[WIP] Tidy-up and improve ergonomics with new interface and dataset #45

bytesnake · 2020-09-16T08:41:41Z

I think the linfa crate has collected enough algorithms to move towards a unified interface. The intention of this PR is to tidy up the project and implement unified traits for transformers, fittable models and incremental models. Further a Dataset struct is introduced, which wraps records, targets, labels and weights in an unified way.

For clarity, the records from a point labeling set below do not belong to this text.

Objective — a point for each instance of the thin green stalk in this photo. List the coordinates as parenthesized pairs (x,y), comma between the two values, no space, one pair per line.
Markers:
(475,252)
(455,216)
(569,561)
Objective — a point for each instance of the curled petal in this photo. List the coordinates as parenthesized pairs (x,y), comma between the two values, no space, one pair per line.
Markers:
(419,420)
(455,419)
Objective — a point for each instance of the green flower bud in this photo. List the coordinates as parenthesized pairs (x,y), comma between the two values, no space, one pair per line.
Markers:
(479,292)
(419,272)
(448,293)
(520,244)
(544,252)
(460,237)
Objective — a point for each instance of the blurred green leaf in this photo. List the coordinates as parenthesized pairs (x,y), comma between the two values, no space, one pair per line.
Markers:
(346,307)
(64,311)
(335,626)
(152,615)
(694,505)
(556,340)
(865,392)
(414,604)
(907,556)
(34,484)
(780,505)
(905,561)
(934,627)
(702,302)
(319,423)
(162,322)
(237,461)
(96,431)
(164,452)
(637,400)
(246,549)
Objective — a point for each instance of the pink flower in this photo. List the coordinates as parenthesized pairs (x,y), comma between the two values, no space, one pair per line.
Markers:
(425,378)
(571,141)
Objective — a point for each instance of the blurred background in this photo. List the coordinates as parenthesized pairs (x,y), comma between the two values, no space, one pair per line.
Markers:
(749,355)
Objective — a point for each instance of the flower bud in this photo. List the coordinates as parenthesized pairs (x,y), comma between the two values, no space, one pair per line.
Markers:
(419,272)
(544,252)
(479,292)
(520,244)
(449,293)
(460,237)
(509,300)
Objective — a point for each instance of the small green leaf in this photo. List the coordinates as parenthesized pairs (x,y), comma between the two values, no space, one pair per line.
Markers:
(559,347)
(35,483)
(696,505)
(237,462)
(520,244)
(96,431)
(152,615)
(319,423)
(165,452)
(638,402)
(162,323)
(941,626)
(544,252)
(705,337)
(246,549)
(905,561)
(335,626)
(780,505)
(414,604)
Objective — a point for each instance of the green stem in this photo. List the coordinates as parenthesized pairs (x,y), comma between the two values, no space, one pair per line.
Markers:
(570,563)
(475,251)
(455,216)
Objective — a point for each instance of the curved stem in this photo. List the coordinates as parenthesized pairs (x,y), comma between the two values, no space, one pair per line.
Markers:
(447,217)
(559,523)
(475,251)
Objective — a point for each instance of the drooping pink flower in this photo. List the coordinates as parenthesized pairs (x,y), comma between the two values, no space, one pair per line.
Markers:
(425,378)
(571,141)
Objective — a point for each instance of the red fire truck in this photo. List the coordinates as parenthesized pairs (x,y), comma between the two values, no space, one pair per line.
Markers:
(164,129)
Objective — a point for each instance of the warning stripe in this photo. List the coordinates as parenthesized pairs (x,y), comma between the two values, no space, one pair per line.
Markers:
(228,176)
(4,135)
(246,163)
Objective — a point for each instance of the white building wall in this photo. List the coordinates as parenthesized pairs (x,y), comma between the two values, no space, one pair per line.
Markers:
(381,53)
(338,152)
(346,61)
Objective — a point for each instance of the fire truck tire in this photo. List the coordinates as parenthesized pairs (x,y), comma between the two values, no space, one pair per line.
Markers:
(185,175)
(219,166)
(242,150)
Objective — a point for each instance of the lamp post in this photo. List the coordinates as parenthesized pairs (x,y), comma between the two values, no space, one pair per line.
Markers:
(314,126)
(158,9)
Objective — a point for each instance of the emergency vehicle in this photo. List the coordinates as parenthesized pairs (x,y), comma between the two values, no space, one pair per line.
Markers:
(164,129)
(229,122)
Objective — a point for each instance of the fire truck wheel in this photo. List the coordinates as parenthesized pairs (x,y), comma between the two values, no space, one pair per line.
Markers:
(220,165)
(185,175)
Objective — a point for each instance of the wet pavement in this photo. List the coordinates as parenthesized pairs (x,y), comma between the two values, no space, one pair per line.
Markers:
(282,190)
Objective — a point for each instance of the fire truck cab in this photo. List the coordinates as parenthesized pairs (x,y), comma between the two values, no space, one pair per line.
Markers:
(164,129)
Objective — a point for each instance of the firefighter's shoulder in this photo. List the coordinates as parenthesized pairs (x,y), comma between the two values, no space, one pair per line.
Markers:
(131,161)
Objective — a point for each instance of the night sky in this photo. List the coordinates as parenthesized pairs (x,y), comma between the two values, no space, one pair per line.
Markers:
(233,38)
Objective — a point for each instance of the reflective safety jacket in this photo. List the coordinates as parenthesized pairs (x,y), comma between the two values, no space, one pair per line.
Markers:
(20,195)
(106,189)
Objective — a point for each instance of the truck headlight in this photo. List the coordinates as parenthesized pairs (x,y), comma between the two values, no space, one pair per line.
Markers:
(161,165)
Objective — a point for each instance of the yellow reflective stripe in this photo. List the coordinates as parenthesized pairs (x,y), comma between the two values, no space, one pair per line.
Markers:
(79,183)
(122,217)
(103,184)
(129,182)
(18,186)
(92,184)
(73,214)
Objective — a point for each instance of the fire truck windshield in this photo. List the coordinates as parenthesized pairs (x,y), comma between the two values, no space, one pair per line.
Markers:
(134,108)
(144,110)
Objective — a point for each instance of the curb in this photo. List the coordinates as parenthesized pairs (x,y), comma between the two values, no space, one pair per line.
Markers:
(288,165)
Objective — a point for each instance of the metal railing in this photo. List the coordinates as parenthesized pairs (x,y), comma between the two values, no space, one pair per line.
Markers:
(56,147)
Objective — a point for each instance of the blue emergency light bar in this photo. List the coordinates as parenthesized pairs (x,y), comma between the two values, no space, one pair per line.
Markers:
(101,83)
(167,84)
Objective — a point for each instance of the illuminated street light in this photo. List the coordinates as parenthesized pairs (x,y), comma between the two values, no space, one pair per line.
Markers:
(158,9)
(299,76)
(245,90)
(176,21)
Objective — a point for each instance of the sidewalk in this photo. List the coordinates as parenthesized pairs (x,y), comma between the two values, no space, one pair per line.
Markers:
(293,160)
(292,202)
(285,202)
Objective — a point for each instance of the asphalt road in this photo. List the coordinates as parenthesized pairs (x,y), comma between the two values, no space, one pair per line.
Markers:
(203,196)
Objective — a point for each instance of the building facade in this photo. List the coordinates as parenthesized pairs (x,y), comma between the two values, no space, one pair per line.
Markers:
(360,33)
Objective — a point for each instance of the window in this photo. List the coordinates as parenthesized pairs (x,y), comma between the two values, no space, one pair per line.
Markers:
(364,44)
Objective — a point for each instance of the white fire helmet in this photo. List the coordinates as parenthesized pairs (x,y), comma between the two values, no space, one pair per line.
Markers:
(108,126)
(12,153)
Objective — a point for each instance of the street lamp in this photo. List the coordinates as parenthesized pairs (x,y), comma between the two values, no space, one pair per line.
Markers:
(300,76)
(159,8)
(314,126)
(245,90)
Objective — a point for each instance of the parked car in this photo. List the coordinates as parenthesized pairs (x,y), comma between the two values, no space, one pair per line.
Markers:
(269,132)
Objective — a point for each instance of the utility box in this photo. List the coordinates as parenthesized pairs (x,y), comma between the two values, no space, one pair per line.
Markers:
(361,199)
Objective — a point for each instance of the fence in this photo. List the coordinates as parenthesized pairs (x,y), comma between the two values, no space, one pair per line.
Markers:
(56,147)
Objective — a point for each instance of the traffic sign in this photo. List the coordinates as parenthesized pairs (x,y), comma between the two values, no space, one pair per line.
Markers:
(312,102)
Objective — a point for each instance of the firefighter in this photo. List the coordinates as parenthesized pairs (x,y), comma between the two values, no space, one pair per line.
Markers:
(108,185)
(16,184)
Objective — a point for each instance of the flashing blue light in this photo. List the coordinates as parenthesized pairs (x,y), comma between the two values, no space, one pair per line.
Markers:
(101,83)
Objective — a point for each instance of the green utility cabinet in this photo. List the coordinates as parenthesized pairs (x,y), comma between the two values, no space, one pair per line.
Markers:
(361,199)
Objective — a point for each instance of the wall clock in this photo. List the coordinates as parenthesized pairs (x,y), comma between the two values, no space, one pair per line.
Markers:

The description is also WIP and will be updated over time

Traits for the learning process

This PR introduces traits for transformers, learnable models and incremental models. The trait implementation (see here) follows the convention:

all three traits should be implemented for a hyparameter set, which governs the learning algorithm
Transformer: a transformer is an algorithm, which does not expose its inner state. A common example are kernel methods, which are unique for every dataset given. Support Vector Machines, on the other hand, may implement this as well and call fit and predict internally.
Fit: a fittable algorithm learns model from the training dataset. It can predict new targets from the same domain as the input data.
IncrementalFit: an incremental algorithm can make updates of its inner state, depending on a former model and new data

Dataset

A dataset contains a records field and further may contains targets, weights and labels. The Targets trait corresponds to any kind of target (f32 as well as String), but the Labels trait can be used to narrow down the implementation to comparable targets (atm implemented for bool, usize and String)

Tidying up the crate

remove top level dependencies to sub-crates
remove dependency on serde

Unresolved questions

the implementation of a dataset follows the model of ndarray, where everything is implemented with concrete types. This creates on the one hand some boilercode (for example Vec<T>, &Vec<T> and &[T] have to be implemented separately), but I don't think that Rust is expressive enough atm to go another way
the name Records was chosen to distinguish it form the Data trait of ndarray, but its not the most common name to describe the actual data in a dataset

Example

Here is a simple example for a kernel transformation, followed by the training of a SVC model:

    // everything above 6.5 is considered a good wine
    let dataset = Dataset::new(data, targets)
        .map_targets(|x| **x > 6.5);

    // split into training and validation dataset
    let (train, valid) = dataset.split_with_ratio(0.1);
    
    // transform with RBF kernel
    let train_kernel = Kernel::params()
        .method(KernelMethod::Gaussian(80.0))
        .transform(&train);

    println!(
        "Fit SVM classifier with #{} training points",
        train.observations()
    );

    // fit a SVM with C value 7 and 0.6 for positive and negative classes
    let model = Svm::params()
        .pos_neg_weights(7., 0.6)
        .fit(&train_kernel);

    println!("{}", model);
    // A positive prediction indicates a good wine, a negative, a bad one
    fn tag_classes(x: &bool) -> String {
        if *x {
            "good".into()
        } else {
            "bad".into()
        }
    };

    // map targets for validation dataset
    let valid = valid.map_targets(tag_classes);

    // predict and map targets
    let pred = model.predict(&valid)
        .map_targets(|x| *x > 0.0)
        .map_targets(tag_classes);

    // create a confusion matrix
    let cm = pred.confusion_matrix(&valid);

    // Print the confusion matrix, this will print a table with four entries. On the diagonal are
    // the number of true-positive and true-negative predictions, off the diagonal are
    // false-positive and false-negative
    println!("{:?}", cm);

    // Calculate the accuracy and Matthew Correlation Coefficient (cross-correlation between
    // predicted and targets)
    println!("accuracy {}, MCC {}", cm.accuracy(), cm.mcc());

bytesnake · 2020-09-21T09:06:56Z

I don't have super much time atm, but any feedback is welcome

NDarray has already a trait called `Data`, to avoid name collisions our `Data` is now called `Records`

* implement `Transformer` for `KernelParams` * move creation functions to `KernelParams` * use `Records` and `Float`

* make `Fit` more generic over return object * implement one-class classification for Labels = ()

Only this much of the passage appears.